The High Court not only acquitted Kumar while pointing that he had been in imprisonment from the year 2013 when he was arrested till now and was given capital punishment in the year 2018. It elaborated it as, … ‘…thus throughout his life imprisonment the shadow of death has been steadily falling on him’.
The bench said as per Indian constitution it was not possible to make certain liberties & freedoms so dubious, insignificant & negligible that it could be deprived of a citizen by quixotic incrimination in criminal offenses which is followed up with a slipshod investigation & an improper appreciation of evidence which imposes the highest of all punishments, of death upon him”.
The High Court noted that the faith that members of the general public place on the system is not only undermined by such occurrences but it goes to the basis of the foundation of rule of law on which this republic is built. It further said, “This is true even with regard to a citizen with allegedly doubtful antecedents.”

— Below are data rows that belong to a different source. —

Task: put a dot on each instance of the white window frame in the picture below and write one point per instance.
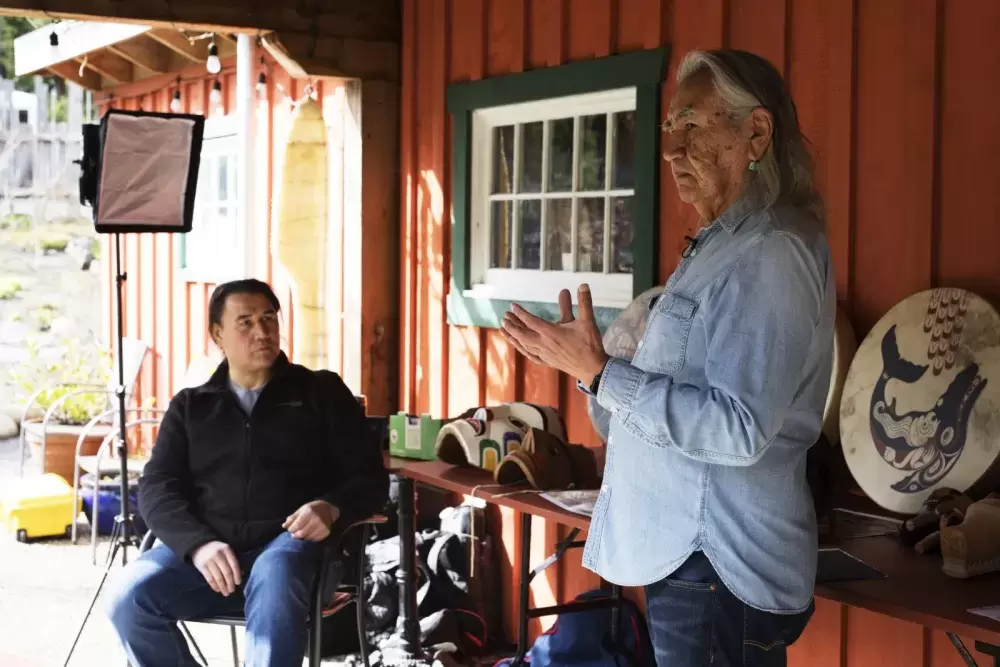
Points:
(515, 284)
(227, 259)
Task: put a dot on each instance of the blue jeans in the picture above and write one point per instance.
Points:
(158, 589)
(694, 620)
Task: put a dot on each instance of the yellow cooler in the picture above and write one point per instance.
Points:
(37, 507)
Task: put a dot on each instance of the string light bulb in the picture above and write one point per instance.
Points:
(216, 95)
(213, 64)
(175, 103)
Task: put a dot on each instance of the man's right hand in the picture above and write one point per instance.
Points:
(218, 564)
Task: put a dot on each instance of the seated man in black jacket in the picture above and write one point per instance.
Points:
(250, 472)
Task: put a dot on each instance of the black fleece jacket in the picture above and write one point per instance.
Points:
(217, 474)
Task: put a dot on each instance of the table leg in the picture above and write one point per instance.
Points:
(408, 623)
(616, 595)
(523, 603)
(990, 650)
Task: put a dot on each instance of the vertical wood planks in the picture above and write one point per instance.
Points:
(895, 154)
(968, 253)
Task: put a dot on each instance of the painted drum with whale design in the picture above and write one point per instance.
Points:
(921, 404)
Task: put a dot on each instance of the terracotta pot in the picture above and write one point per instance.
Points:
(60, 445)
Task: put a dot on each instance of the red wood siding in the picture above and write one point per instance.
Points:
(889, 94)
(163, 307)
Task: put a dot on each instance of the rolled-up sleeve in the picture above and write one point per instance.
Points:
(760, 325)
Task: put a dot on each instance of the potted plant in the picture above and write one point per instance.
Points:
(70, 362)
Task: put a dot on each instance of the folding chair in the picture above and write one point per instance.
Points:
(343, 595)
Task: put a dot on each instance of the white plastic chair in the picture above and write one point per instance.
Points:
(89, 464)
(97, 465)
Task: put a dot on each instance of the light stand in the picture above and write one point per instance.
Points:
(124, 534)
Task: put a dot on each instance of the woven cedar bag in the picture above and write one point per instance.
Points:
(549, 464)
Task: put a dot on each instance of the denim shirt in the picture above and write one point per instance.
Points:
(712, 419)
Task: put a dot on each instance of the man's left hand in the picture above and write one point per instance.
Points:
(312, 521)
(573, 345)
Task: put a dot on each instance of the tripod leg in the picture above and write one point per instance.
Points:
(93, 601)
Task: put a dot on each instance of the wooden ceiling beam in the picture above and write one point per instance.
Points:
(338, 57)
(71, 72)
(231, 16)
(110, 66)
(178, 43)
(145, 53)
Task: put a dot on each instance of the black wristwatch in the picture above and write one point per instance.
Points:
(595, 384)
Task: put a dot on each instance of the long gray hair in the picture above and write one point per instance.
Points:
(745, 81)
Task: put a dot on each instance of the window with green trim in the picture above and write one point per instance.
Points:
(555, 184)
(213, 250)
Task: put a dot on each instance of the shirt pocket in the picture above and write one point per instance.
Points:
(667, 331)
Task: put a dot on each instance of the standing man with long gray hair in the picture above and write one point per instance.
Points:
(705, 500)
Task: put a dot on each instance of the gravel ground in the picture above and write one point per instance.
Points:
(45, 589)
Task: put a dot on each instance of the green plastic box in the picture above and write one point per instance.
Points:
(413, 437)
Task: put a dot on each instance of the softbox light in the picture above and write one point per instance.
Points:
(145, 173)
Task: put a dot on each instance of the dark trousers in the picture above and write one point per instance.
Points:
(694, 620)
(154, 592)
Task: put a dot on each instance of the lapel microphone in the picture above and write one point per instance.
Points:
(689, 250)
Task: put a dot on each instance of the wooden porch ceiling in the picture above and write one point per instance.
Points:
(357, 19)
(138, 40)
(99, 56)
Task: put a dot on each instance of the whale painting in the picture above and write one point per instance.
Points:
(921, 408)
(924, 443)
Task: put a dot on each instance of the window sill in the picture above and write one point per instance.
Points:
(209, 276)
(464, 309)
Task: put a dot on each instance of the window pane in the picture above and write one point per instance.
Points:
(624, 151)
(501, 219)
(593, 144)
(531, 234)
(531, 157)
(223, 179)
(621, 234)
(590, 235)
(561, 155)
(559, 235)
(202, 194)
(503, 159)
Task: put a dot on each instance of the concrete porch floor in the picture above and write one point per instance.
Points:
(45, 588)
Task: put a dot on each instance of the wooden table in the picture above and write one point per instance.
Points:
(914, 589)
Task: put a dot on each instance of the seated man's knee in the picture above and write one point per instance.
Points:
(126, 596)
(283, 576)
(134, 593)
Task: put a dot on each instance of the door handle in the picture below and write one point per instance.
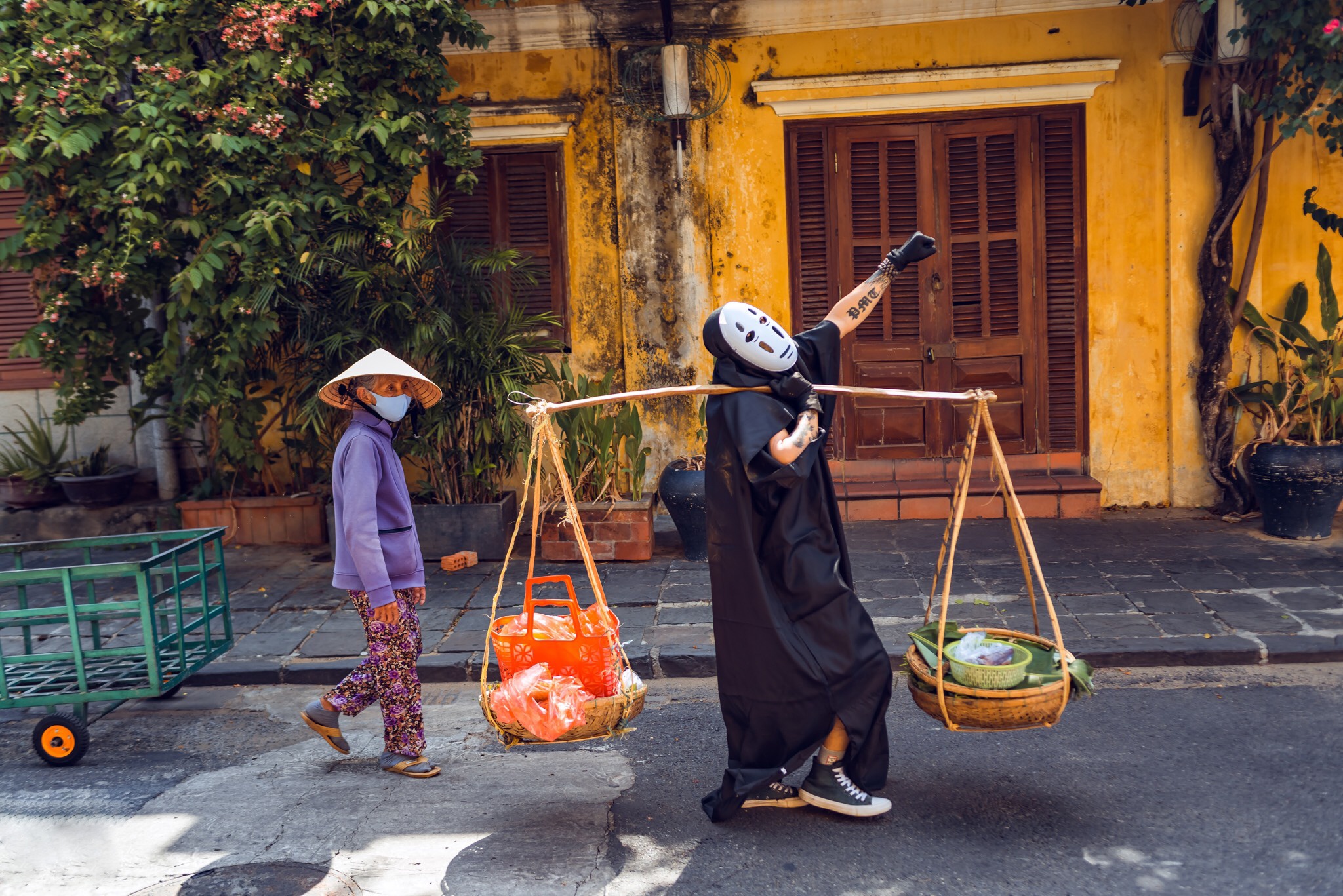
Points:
(940, 349)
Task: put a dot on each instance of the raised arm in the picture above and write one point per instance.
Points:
(854, 308)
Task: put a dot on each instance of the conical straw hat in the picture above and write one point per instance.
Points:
(380, 362)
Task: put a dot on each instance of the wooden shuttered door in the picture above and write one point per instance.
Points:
(999, 307)
(18, 309)
(1062, 276)
(517, 203)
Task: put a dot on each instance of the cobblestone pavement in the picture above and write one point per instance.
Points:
(1131, 589)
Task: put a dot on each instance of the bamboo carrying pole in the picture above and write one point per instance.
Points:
(672, 391)
(539, 412)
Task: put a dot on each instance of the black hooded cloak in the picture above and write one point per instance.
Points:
(794, 645)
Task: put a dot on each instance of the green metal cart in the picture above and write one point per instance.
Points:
(105, 621)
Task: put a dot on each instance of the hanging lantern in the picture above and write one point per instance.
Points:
(1230, 16)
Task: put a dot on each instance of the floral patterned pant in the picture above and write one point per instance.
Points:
(387, 676)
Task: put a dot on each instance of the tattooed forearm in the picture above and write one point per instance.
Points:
(865, 302)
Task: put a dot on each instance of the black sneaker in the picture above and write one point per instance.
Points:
(829, 788)
(778, 796)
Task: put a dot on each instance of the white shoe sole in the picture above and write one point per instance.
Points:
(879, 806)
(793, 802)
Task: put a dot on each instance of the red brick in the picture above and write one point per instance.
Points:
(634, 550)
(984, 508)
(1039, 505)
(926, 488)
(872, 509)
(1066, 463)
(1034, 463)
(1079, 505)
(612, 531)
(862, 471)
(925, 508)
(602, 550)
(923, 469)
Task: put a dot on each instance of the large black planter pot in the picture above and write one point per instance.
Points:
(1299, 488)
(683, 494)
(98, 491)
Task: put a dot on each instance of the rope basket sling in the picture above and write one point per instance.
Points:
(603, 716)
(958, 707)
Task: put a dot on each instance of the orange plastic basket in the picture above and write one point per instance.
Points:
(590, 659)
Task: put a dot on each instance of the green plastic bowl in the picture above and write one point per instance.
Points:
(992, 677)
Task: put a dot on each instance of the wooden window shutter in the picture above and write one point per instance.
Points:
(528, 206)
(517, 203)
(18, 309)
(809, 225)
(1061, 212)
(985, 248)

The bench also observed that in the given case where the appellant was compelled to serve around ten years of imprisonment to name it and the death row “owing to the lack of infrastructure within the various organs of the state apparatus that encompasses investigation agencies as well as the judiciary”, the ends of justice can only be met if the State is ordered to pay appellant for violation of his fundamental right to life under Article 21 of the Constitution of India.
The High Court observed that despite no legal rational for arraying him an accused let alone subject him to the ignominy of incarceration for 10 long years, for the most part of which there had been hanging over his head on the applicability of the death penalty.
“Thus, we consider it proper to affirm the state government’s affirmative action by awarding the amount of Rs 5,00,000 as compensation to the appellant (Kumar) for the above said count and the amount should be provided to him within a period of three months from this judgment.”